Estante

O contencioso Brasil-Estados UnidosHoje, os debates acerca do Projeto Sivam e da Lei de Patentes exprimem novas facetas de uma velha controvérsia entre Brasil e Estados Unidos marcada pelo desejo de independência tecnológica por parte de setores do Estado e da sociedade brasileira. As primeiras escaramuças aconteceram na década de 40, quando o governo dos EUA se opunha à transferência da tecnologia de produção do aço. Um capítulo crucial desse confronto é tratado com singular competência por Tullo Vigevani em seu livro O contencioso Brasil vs. Estados Unidos da Informática - Uma análise sobre formulação da política exterior.

A apresentação minuciosa dos paradigmas teóricos das relações internacionais, vinculados ao contexto histórico e à praxis política, é a primeira contribuição deste instigante trabalho. Na obra de Vigevani, a interdependência, tema central no debate dos anos 80, reconhecida por todas as correntes de pensamento (neo-realistas e globalistas) como resultante da acentuação da importância dos fatores econômicos no cenário internacional nos anos setenta, constitui-se no eixo explicativo fundamental das relações Brasil-Estados Unidos.

A administração desta relação de interdependência, reconhecida como assimétrica, torna-se fundamental, considerando-se os riscos que correm os países em desenvolvimento de arcar com os custos dessa interdependência, enquanto os benefícios são usufruídos pelos países desenvolvidos. O presente estudo demonstra precisamente as falhas da parte brasileira na administração deste conflito. Reconhecendo a ancoragem do esquema teórico das relações internacionais na praxis e na perspectiva norte-americana, elabora-se a hipótese da estabilidade hegemônica como eixo estruturante da nova ordem internacional. Os interesses particulares da potência dominante passam, assim, a expressarem-se em termos de interesses gerais ou globais - bens públicos - e ficam plasmados nos regimes internacionais.
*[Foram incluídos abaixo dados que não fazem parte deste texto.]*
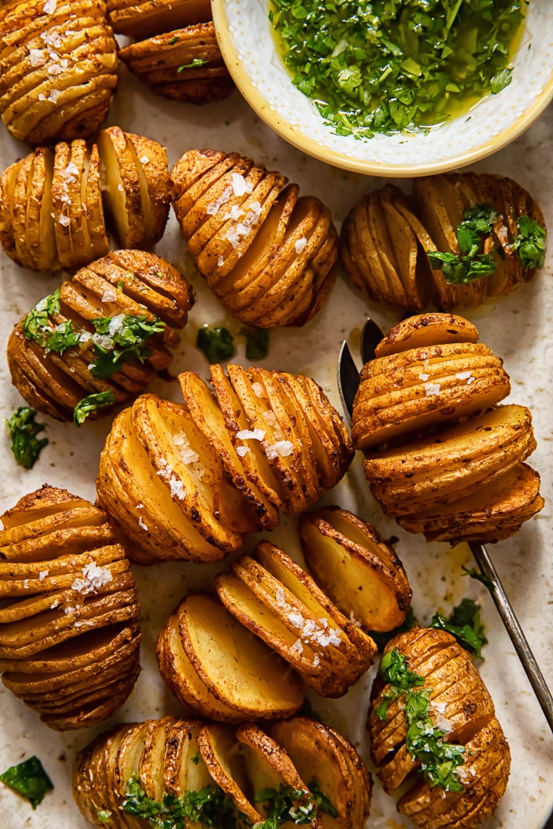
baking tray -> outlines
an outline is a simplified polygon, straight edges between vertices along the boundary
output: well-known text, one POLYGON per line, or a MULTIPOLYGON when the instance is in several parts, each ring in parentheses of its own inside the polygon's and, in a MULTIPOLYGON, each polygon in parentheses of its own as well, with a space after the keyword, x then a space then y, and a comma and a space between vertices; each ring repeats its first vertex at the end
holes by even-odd
MULTIPOLYGON (((301 192, 318 196, 332 211, 339 228, 350 207, 360 196, 381 186, 384 180, 347 173, 303 155, 273 133, 249 109, 238 92, 226 101, 196 108, 164 100, 152 95, 124 69, 108 124, 155 138, 167 148, 172 166, 185 151, 215 148, 235 151, 278 169, 301 192)), ((506 149, 476 165, 474 169, 512 176, 538 200, 550 229, 553 228, 553 171, 551 140, 553 109, 521 138, 506 149)), ((0 129, 0 162, 7 164, 25 155, 24 145, 0 129)), ((409 180, 400 182, 409 189, 409 180)), ((208 364, 194 347, 199 327, 224 322, 229 315, 194 269, 186 243, 172 216, 165 235, 155 251, 179 267, 192 282, 196 305, 190 314, 181 347, 172 371, 192 370, 204 377, 208 364)), ((538 448, 531 464, 542 478, 545 509, 524 525, 507 541, 491 550, 505 588, 526 633, 530 644, 550 685, 553 681, 551 632, 551 564, 553 533, 551 503, 553 496, 551 463, 553 405, 551 365, 553 361, 553 243, 545 269, 537 279, 507 298, 488 301, 471 309, 466 316, 480 330, 481 340, 503 357, 511 376, 510 400, 530 406, 538 448)), ((60 277, 33 274, 13 264, 0 253, 2 279, 2 356, 0 384, 2 416, 11 414, 22 400, 12 388, 4 356, 5 343, 13 323, 60 283, 60 277)), ((320 313, 301 329, 277 329, 270 332, 269 356, 261 365, 267 368, 308 374, 324 388, 339 408, 336 365, 340 343, 347 339, 357 353, 360 327, 371 314, 384 329, 399 315, 371 303, 352 288, 343 274, 320 313)), ((235 360, 247 365, 243 350, 235 360)), ((158 380, 150 390, 178 400, 175 381, 158 380)), ((39 417, 39 419, 47 419, 39 417)), ((67 487, 94 500, 95 478, 109 419, 87 423, 77 430, 70 424, 48 420, 50 444, 32 471, 18 467, 9 451, 7 433, 0 441, 2 453, 2 511, 13 506, 27 492, 44 482, 67 487)), ((461 578, 462 565, 470 565, 466 545, 450 550, 445 544, 427 544, 421 536, 410 536, 386 518, 373 501, 366 485, 358 453, 346 480, 325 495, 324 503, 337 503, 373 523, 386 538, 399 538, 397 552, 413 589, 413 607, 420 622, 429 622, 437 608, 449 612, 463 596, 478 600, 489 644, 484 648, 481 667, 484 681, 495 702, 512 754, 511 780, 496 815, 488 829, 541 829, 553 806, 553 745, 545 719, 532 694, 509 638, 505 633, 486 589, 461 578)), ((298 560, 301 553, 296 536, 296 519, 284 519, 270 538, 298 560)), ((250 550, 259 536, 251 536, 250 550)), ((225 565, 221 565, 224 567, 225 565)), ((160 628, 178 599, 187 590, 207 587, 216 570, 213 566, 165 564, 151 568, 133 567, 143 610, 142 673, 128 702, 103 725, 81 731, 58 734, 42 725, 38 716, 3 687, 0 690, 2 739, 0 771, 31 754, 42 761, 55 784, 36 812, 26 801, 0 786, 0 826, 2 829, 85 829, 89 824, 75 805, 70 790, 75 754, 99 732, 118 721, 139 720, 163 715, 179 715, 179 705, 162 681, 154 656, 160 628)), ((314 709, 325 722, 352 739, 368 762, 365 720, 369 689, 375 668, 341 700, 327 701, 309 694, 314 709)), ((374 773, 373 773, 374 777, 374 773)), ((378 782, 374 787, 371 817, 373 829, 400 829, 412 826, 396 812, 394 801, 378 782)))

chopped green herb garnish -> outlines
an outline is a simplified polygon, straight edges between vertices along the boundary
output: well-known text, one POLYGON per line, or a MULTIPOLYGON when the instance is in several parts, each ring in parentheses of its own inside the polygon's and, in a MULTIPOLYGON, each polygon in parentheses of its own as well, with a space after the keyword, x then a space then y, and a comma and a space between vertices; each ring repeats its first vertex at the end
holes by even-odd
POLYGON ((546 229, 538 225, 536 219, 529 216, 521 216, 517 221, 518 236, 512 241, 512 247, 518 250, 523 268, 543 268, 546 261, 546 229))
POLYGON ((395 636, 398 636, 400 633, 405 633, 405 631, 410 630, 411 628, 415 628, 416 623, 417 620, 415 618, 413 608, 410 606, 405 621, 400 625, 398 625, 397 628, 394 628, 393 630, 387 631, 386 633, 373 630, 371 631, 369 636, 376 643, 378 650, 381 652, 384 650, 390 639, 393 639, 395 636))
POLYGON ((37 757, 30 757, 28 760, 12 766, 3 774, 0 774, 0 780, 27 797, 33 809, 42 802, 46 792, 51 792, 54 788, 37 757))
POLYGON ((179 66, 177 70, 177 72, 182 72, 183 69, 196 69, 196 66, 204 66, 206 63, 209 63, 209 59, 206 57, 195 57, 192 63, 184 63, 182 66, 179 66))
POLYGON ((32 469, 41 452, 48 444, 47 438, 39 439, 36 437, 46 427, 44 423, 36 423, 36 409, 19 406, 17 412, 6 419, 12 436, 13 457, 26 469, 32 469))
POLYGON ((480 605, 472 599, 463 599, 460 604, 454 608, 449 619, 434 613, 429 627, 453 634, 460 645, 477 657, 482 656, 482 648, 488 642, 480 622, 480 605))
POLYGON ((484 587, 487 587, 490 593, 493 593, 495 590, 495 584, 490 581, 487 575, 484 575, 483 573, 480 573, 480 571, 476 570, 475 567, 471 567, 471 569, 468 570, 467 567, 461 565, 461 570, 464 570, 463 575, 469 575, 471 579, 475 579, 477 581, 482 582, 484 587))
POLYGON ((204 352, 211 363, 228 360, 235 353, 235 341, 227 328, 205 325, 198 331, 196 345, 204 352))
POLYGON ((112 389, 83 397, 82 400, 79 400, 73 410, 73 420, 77 426, 82 426, 92 412, 95 412, 97 409, 103 409, 104 406, 111 406, 114 402, 115 394, 112 389))
POLYGON ((431 689, 420 688, 424 684, 424 677, 410 670, 406 659, 396 648, 384 655, 380 671, 390 687, 375 709, 376 716, 386 722, 390 701, 401 698, 407 722, 405 748, 411 757, 420 761, 420 773, 429 786, 439 786, 446 792, 462 792, 463 784, 455 768, 464 764, 464 746, 444 742, 446 732, 434 725, 429 699, 431 689))
POLYGON ((266 328, 250 328, 244 326, 240 334, 245 337, 247 360, 264 360, 269 354, 269 332, 266 328))
POLYGON ((497 218, 491 205, 470 205, 463 210, 463 219, 457 226, 461 255, 427 250, 430 264, 434 270, 441 269, 447 283, 466 284, 494 272, 496 263, 492 255, 481 254, 479 250, 483 240, 491 235, 497 218))
POLYGON ((99 356, 89 368, 92 376, 100 380, 111 376, 131 360, 143 363, 152 354, 146 341, 165 328, 165 322, 158 317, 152 320, 148 314, 96 317, 90 322, 96 329, 92 343, 99 356))
POLYGON ((272 0, 293 83, 338 135, 426 131, 511 80, 521 0, 272 0))

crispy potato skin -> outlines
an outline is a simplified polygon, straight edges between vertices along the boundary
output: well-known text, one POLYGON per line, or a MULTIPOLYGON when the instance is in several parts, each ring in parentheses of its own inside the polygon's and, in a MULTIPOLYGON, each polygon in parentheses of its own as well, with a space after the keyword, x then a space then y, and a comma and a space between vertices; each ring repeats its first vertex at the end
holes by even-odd
POLYGON ((424 311, 432 299, 449 310, 479 305, 490 296, 510 293, 531 279, 536 269, 522 267, 512 247, 517 219, 529 216, 545 226, 539 206, 513 179, 488 173, 444 173, 413 182, 407 197, 387 184, 365 196, 343 224, 342 264, 354 284, 376 302, 424 311), (490 204, 497 213, 483 253, 496 264, 489 277, 450 284, 434 270, 429 251, 459 255, 457 226, 463 210, 490 204), (499 253, 497 252, 499 251, 499 253))
POLYGON ((30 144, 92 135, 117 85, 117 44, 103 0, 14 0, 0 9, 0 114, 30 144))
POLYGON ((172 206, 199 271, 238 319, 303 326, 335 279, 328 209, 250 158, 189 150, 175 165, 172 206))
POLYGON ((493 814, 509 778, 511 754, 492 699, 470 655, 449 633, 414 628, 392 639, 385 652, 392 649, 406 659, 410 670, 424 678, 434 725, 446 731, 449 742, 465 746, 465 763, 458 767, 463 788, 442 797, 438 786, 431 788, 424 780, 410 777, 420 763, 405 749, 407 725, 401 700, 389 704, 387 721, 374 713, 389 687, 380 676, 373 685, 367 724, 378 776, 389 793, 405 779, 413 781, 398 811, 415 826, 473 829, 493 814))
POLYGON ((109 251, 159 241, 172 182, 165 148, 119 127, 88 147, 39 148, 0 178, 0 244, 32 270, 76 269, 109 251))
POLYGON ((363 366, 352 439, 386 515, 429 541, 497 541, 543 507, 531 414, 497 404, 502 361, 453 314, 395 326, 363 366))
MULTIPOLYGON (((74 407, 88 395, 111 389, 116 404, 124 404, 166 369, 172 361, 170 349, 178 343, 177 329, 186 325, 193 298, 188 282, 168 262, 145 251, 118 250, 62 283, 61 302, 61 313, 51 320, 51 327, 71 318, 85 332, 94 333, 90 319, 121 313, 145 313, 151 318, 155 314, 166 323, 163 332, 148 339, 152 354, 143 363, 124 363, 115 374, 99 380, 88 368, 95 353, 90 342, 80 342, 63 354, 46 353, 38 343, 27 339, 22 320, 17 322, 7 344, 12 383, 30 405, 56 419, 70 420, 74 407)), ((91 416, 109 411, 109 407, 99 409, 91 416)))
POLYGON ((95 725, 140 671, 140 604, 125 551, 104 512, 46 484, 2 521, 2 681, 52 729, 95 725), (33 618, 40 623, 30 628, 33 618))
POLYGON ((173 717, 115 725, 75 759, 73 795, 85 818, 101 829, 105 823, 98 813, 109 812, 113 829, 141 829, 143 821, 122 808, 133 777, 158 802, 165 793, 182 797, 208 786, 222 789, 252 824, 265 817, 263 805, 250 802, 256 792, 289 787, 305 793, 301 803, 315 782, 338 812, 336 819, 315 814, 316 829, 362 829, 369 812, 371 779, 355 748, 306 717, 273 726, 269 734, 253 723, 234 728, 173 717), (313 752, 310 740, 320 752, 313 752), (301 746, 310 757, 307 765, 301 746))

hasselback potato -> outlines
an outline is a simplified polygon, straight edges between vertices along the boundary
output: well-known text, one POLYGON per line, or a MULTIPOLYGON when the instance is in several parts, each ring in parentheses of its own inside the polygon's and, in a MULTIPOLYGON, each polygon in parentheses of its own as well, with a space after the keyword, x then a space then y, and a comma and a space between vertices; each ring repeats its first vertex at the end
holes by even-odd
POLYGON ((413 782, 400 812, 425 829, 472 829, 495 812, 509 778, 509 746, 470 655, 450 633, 414 628, 392 639, 371 701, 378 777, 389 793, 413 782), (412 777, 420 770, 422 779, 412 777))
POLYGON ((85 141, 39 148, 0 178, 0 244, 18 264, 56 271, 163 235, 171 179, 157 141, 109 127, 85 141))
POLYGON ((45 485, 2 521, 4 685, 51 728, 107 720, 140 670, 140 605, 105 513, 45 485))
POLYGON ((429 541, 497 541, 543 507, 524 406, 502 361, 451 314, 391 329, 361 372, 352 438, 386 515, 429 541))
POLYGON ((190 285, 168 262, 110 253, 17 322, 7 343, 12 381, 57 419, 104 414, 170 365, 192 304, 190 285))
POLYGON ((12 135, 51 144, 92 135, 117 85, 104 0, 15 0, 0 9, 0 114, 12 135))
POLYGON ((268 734, 164 717, 97 737, 76 759, 73 791, 84 817, 111 829, 138 829, 149 814, 167 826, 187 816, 235 829, 269 819, 362 829, 371 778, 351 743, 305 717, 268 734))
POLYGON ((512 178, 444 173, 415 178, 406 196, 387 184, 349 212, 341 258, 377 302, 424 311, 479 305, 531 279, 544 263, 540 207, 512 178))
POLYGON ((343 424, 313 381, 227 371, 211 366, 215 395, 185 372, 184 406, 146 395, 114 423, 98 497, 137 561, 220 560, 245 533, 276 526, 279 511, 306 509, 351 463, 343 424))
POLYGON ((260 328, 304 325, 334 282, 336 230, 317 198, 250 158, 189 150, 175 165, 172 206, 207 284, 235 317, 260 328))
POLYGON ((206 104, 232 91, 209 0, 108 0, 108 12, 114 32, 136 38, 120 59, 157 95, 206 104))

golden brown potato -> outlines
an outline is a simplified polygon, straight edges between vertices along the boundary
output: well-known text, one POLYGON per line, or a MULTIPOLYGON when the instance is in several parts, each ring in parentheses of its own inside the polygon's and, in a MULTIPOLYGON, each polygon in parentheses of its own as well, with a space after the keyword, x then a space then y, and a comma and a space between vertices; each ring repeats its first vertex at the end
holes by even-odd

A angustiante indagação que o autor coloca a respeito da existência de bens públicos que efetivamente tenham esse caráter universal e o reconhecimento do valor democracia como "bem público que interessa a todos, inclusive e em particular aos trabalhadores de cada país" nos proporciona a dimensão do compromisso militante que permeia este trabalho. À guisa de proposição coloca-se a necessidade de repensar a soberania nacional e de aumentar a própria capacidade de negociação para enfrentar uma conjuntura internacional em que o contexto mundial intervém pesadamente em cada situação nacional.

O processo de formulação da política brasileira de informática foi gerado a partir de interesses particulares e distintos daqueles que os Estados Unidos tinham definido como funcionais ao seu objetivo de estabilidade hegemônica. Iniciado em fins de 1975 pelo Estado brasileiro para servir ao modelo de desenvolvimento em curso, culmina com a aprovação da Lei de Informática de 1984. Tinha como diretriz geral a defesa da capacitação nacional e da reserva de mercado.

Onde residiram as dificuldades de sua implementação? Na resposta a esta pergunta encontra-se a contribuição original de Vigevani que explora, exaustivamente, embasado em ampla pesquisa documental e testemunhal, as razões do fracasso desta iniciativa que agonizou nos braços do governo Collor.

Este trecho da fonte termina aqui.